MC-SEARCH is the first comprehensive benchmark designed to evaluate Multimodal Agentic Retrieval-Augmented Generation (MM-RAG). Unlike traditional RAG, MC-SEARCH focuses on structured long reasoning chains where agents must navigate through vast knowledge bases (389K images and 784K documents) to solve complex queries.
Each instance in MC-SEARCH provides step-wise sub-questions, explicit retrieval modality annotations (image vs. text), and intermediate reasoning states, allowing for a fine-grained analysis of how agents plan and execute multimodal search.
We introduce five representative reasoning topologies that mirror real-world search patterns.
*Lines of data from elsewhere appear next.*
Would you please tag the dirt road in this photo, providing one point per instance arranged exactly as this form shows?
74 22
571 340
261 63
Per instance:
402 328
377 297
We evaluate models not just on the final answer, but on their Hit-per-Step (HPS), Rollout Deviation (RD), and Planning Accuracy to pinpoint where agentic reasoning breaks down.
Our evaluation of state-of-the-art MLLMs (Multimodal Large Language Models) reveals critical bottlenecks in current agentic search capabilities:
💡 Compounding Errors: Retrieval fidelity drops significantly as reasoning depth exceeds 3 hops.
💡 Modality Gap: Current models struggle with maintaining consistency when switching between image and text retrieval.
💡 Process Supervision: Explicit reasoning alignment (like our SEARCH-ALIGN) substantially boosts retrieval success rates.